2

I am tasked with taking a file that has line entries that include string username=xxxx:

$ cat file.txt
Yadayada username=jdoe blablabla
Yadayada username=jdoe blablabla
Yadayada username=jdoe blablabla
Yadayada username=dsmith blablabla
Yadayada username=dsmith blablabla
Yadayada username=sjones blablabla

And finding how many times each user in the file shows up, which I can do manually by feeding username=jdoe for example:

$ grep -r "username=jdoe" file.txt  | wc -l | tr -d ' '
3

What's the best way to report each user in the file, and the number of lines for each user, sorted from highest to lowest instances:

3    jdoe
2    dsmith
1    sjones

Been thinking of how to approach this, but drawing blanks, figured I'd check with our gurus on this forum. :)

TIA, Don

6 Answers6

0

Using sed, uniq, and sort:

sed 's/.*username=\([^ ]*\).*/\1/' file.txt | sort | uniq -c | sort -nr

If there are lines without usernames:

sed -n 's/.*username=\([^ ]*\).*/\1/p' input | sort | uniq -c | sort -nr
perreal
  • 94,503
  • 21
  • 155
  • 181
  • This will break if the users do not appear in order.

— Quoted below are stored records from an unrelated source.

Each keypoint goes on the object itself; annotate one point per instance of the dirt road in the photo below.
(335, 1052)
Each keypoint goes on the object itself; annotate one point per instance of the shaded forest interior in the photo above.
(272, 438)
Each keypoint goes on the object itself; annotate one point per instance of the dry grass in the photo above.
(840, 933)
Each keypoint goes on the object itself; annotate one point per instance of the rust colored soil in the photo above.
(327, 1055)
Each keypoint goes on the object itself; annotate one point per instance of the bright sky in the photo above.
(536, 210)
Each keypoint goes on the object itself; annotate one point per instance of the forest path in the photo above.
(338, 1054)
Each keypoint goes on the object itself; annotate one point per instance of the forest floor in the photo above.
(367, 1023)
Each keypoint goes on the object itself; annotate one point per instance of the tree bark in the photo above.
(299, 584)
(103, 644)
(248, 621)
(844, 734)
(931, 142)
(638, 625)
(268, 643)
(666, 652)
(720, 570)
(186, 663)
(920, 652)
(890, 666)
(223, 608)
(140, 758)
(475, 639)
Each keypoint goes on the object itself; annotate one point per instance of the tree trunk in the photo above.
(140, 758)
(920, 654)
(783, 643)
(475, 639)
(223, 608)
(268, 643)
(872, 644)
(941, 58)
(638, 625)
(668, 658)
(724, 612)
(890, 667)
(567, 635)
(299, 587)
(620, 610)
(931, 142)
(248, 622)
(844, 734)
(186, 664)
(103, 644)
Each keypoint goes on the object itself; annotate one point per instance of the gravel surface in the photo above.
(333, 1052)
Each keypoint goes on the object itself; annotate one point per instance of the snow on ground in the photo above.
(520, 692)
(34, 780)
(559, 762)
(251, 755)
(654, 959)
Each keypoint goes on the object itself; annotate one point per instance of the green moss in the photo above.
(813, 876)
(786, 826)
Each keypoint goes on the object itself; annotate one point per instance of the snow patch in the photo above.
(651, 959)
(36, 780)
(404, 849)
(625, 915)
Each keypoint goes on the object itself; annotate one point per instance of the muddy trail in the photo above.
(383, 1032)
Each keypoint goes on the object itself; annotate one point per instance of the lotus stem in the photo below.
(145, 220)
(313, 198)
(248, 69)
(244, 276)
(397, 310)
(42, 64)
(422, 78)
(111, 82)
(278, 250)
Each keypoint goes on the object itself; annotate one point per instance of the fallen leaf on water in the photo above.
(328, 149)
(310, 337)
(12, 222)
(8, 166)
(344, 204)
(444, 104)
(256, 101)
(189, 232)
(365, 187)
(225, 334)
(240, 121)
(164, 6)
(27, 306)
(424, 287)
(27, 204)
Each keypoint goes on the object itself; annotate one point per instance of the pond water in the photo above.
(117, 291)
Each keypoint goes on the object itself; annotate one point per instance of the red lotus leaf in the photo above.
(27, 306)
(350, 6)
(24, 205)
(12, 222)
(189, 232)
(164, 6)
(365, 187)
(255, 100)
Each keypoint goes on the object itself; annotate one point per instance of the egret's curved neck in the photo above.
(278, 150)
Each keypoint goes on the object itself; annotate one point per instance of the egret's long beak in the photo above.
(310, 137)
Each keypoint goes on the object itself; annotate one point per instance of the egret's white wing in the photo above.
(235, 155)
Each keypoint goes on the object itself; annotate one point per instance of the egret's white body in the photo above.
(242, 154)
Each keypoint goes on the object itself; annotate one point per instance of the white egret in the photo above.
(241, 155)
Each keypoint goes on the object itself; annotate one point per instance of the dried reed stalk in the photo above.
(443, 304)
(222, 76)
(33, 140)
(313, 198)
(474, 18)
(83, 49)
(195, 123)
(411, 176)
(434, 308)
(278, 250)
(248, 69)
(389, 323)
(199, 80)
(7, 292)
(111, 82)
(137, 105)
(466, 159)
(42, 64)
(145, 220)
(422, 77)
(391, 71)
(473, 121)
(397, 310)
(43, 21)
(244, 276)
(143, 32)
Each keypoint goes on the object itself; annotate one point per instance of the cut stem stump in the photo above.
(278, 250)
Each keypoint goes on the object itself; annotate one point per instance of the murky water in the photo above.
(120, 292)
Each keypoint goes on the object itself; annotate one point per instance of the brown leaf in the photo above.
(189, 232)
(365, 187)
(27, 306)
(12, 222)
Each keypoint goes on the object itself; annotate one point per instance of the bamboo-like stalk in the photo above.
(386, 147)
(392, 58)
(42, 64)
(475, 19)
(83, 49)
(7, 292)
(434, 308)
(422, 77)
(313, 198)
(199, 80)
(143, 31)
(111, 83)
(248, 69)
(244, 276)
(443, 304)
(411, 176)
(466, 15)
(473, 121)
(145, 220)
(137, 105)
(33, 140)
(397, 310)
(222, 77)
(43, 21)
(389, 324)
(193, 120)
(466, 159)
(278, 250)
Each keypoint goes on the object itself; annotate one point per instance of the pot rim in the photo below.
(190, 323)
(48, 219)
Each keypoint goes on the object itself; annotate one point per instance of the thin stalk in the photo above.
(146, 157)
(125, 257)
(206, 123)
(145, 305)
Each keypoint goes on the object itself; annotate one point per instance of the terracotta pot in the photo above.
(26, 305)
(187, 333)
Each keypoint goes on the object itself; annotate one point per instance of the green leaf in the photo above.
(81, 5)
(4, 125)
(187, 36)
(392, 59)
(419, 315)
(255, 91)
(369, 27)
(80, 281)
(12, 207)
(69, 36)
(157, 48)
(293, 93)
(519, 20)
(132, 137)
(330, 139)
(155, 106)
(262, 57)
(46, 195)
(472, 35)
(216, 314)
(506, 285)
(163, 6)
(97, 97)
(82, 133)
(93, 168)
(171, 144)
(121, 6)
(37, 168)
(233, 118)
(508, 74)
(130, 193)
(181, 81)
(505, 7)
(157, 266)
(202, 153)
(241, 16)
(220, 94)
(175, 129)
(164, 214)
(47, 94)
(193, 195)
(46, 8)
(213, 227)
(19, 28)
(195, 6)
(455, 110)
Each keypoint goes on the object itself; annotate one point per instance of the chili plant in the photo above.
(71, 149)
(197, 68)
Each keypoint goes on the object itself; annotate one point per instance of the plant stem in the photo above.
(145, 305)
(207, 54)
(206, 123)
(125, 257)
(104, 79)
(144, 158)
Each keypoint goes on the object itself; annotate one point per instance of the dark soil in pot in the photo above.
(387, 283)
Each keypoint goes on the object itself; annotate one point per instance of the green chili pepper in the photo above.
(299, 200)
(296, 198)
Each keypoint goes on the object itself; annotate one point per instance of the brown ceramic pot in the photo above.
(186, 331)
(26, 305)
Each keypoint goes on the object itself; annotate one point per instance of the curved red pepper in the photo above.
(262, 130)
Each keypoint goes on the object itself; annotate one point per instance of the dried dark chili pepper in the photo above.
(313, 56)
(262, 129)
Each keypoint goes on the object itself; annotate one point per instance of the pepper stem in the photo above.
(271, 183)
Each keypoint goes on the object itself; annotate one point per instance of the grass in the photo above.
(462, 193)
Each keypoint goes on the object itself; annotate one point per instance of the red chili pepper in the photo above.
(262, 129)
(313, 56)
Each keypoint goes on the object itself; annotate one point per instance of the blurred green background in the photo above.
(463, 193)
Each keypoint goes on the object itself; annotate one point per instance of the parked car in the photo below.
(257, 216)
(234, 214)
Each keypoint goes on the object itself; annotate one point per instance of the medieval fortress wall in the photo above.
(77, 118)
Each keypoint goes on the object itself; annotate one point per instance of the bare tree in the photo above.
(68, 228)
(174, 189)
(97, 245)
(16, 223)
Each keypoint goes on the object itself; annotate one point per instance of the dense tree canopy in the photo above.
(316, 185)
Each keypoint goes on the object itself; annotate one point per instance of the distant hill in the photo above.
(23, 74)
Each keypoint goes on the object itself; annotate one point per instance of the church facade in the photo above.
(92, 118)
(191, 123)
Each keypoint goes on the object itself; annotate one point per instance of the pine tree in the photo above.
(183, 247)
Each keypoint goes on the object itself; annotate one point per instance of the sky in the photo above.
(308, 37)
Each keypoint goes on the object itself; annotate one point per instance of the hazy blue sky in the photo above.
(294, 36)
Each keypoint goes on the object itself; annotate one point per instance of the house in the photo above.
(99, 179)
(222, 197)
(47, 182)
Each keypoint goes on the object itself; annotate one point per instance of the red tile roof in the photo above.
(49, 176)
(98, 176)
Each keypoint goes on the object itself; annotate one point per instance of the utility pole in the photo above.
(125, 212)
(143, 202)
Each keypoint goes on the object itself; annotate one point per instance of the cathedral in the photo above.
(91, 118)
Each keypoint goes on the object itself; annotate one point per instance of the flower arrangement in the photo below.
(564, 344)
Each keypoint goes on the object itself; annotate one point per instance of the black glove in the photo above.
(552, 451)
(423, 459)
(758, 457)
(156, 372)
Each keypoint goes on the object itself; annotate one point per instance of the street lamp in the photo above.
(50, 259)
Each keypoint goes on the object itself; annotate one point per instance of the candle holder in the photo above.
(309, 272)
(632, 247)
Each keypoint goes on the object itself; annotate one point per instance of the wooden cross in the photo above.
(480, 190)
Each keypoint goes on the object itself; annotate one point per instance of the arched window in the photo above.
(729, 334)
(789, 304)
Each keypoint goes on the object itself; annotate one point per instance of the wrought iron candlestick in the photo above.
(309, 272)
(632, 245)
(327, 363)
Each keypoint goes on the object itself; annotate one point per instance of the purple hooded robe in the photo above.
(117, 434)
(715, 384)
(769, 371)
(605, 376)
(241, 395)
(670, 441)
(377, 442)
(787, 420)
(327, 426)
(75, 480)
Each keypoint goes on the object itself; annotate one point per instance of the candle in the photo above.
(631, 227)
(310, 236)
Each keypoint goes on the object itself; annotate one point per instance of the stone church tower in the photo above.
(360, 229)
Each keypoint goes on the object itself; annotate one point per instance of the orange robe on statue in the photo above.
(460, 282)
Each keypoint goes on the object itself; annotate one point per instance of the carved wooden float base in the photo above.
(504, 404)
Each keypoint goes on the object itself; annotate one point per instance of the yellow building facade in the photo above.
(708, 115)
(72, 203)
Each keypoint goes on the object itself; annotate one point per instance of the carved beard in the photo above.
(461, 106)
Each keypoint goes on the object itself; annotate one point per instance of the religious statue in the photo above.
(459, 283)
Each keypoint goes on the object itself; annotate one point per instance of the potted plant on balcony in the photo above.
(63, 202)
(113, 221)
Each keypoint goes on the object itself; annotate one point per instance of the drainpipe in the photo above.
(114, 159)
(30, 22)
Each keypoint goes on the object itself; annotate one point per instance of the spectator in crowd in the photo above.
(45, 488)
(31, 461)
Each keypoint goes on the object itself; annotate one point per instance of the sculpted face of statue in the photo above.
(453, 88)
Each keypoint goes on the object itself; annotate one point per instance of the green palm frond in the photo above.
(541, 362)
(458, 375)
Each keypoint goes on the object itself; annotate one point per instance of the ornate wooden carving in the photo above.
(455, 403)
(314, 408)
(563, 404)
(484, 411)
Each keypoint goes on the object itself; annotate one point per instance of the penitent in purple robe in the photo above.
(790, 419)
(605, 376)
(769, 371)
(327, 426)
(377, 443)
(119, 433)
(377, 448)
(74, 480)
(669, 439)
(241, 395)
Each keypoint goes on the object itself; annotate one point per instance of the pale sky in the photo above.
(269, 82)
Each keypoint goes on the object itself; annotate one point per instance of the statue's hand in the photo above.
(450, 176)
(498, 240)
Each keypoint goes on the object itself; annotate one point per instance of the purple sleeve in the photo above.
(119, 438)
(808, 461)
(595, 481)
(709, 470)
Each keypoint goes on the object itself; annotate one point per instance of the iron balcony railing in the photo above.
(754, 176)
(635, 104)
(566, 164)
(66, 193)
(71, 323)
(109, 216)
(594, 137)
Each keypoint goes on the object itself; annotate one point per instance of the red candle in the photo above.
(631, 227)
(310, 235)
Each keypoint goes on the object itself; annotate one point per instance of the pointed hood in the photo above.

You can verify by moving first line to last line and try again. – Gautam May 17 '18 at 06:08
  • Awesome feedback from so many people, I wish I had beer for you all!!! This works: `sed -n 's/.*username=\([^ ]*\).*/\1/p' input | sort | uniq -c | sort -nr` but I get a single line return: `3 jdoe 2 dsmith 1 sjones`. This might be all we need, but wondered if there is a way to preserve the carriage returns? – donmontalvo May 18 '18 at 13:58
  • The output is coming from sort, there has to be newline. How are you running the command, from the terminal? What is your OS? – perreal May 18 '18 at 14:07
  • @perreal I added the line to our script. My apologies, I need to tattoo "Always include OS info on stackOverflow posts!" to my forehead. :) This is on macOS (High Sierra 10.13.4). – donmontalvo May 18 '18 at 18:02
0

In GNU awk:

$ awk '
BEGIN { RS="[ \n]" }
/=/ {
    split($0,a,"=")
    u[a[2]]++ }
END {
    PROCINFO["sorted_in"]="@val_num_desc"
    for(i in u)
        print u[i],i
}' file
3 jdoe
2 dsmith
1 sjones
James Brown
  • 36,089
  • 7
  • 43
  • 59
  • 1
    Don's an Apply guy. His Macs come with BSD awk, I suspect. :) (Ya I know, he didn't specify. Thank you for specifying.) – ghoti May 17 '18 at 06:22
  • How does Apple's awk feel about `RS="[ \n]"`? Sincerely, oranges. :D – James Brown May 17 '18 at 06:51
  • 1
    Multi-char RS is gawk-specific. Well, **maybe** mawk too these days as mawks been adopting gawk functionality lately. But that's all. Ditto for PROCINFO and sorted_in. Btw I've noticed you using a string as the 3rd arg to split() in several scripts recently - the 3rd arg to split() is a regexp, not a string, so you should use regexp delimiters so awk doesn';t have to convert it from a string to a regexp before using it. – Ed Morton May 17 '18 at 12:32
  • Quick and dirty. I stand corrected. And don't get me started on coffee, can't have that anymore. Probably related to recent sloppiness. – James Brown May 17 '18 at 12:59
0

Using grep :

$ grep -o 'username=[^ ]*' file | cut -d "=" -f 2 | sort | uniq -c | sort -nr
Gautam
  • 1,862
  • 9
  • 16
0

Awk alone:

awk '
  {sub(/.*username=/,""); sub(/ .*/,"")}
  {a[$0]++}
  END {for(i in a) printf "%d\t%s\n",a[i],i | "sort -nr"}
' file.txt

This uses awk's sub() function to achieve what grep -o does in other answers. It embeds the call to sort within the awk script. You could of course use that pipe after the awk script rather than within it if you prefer.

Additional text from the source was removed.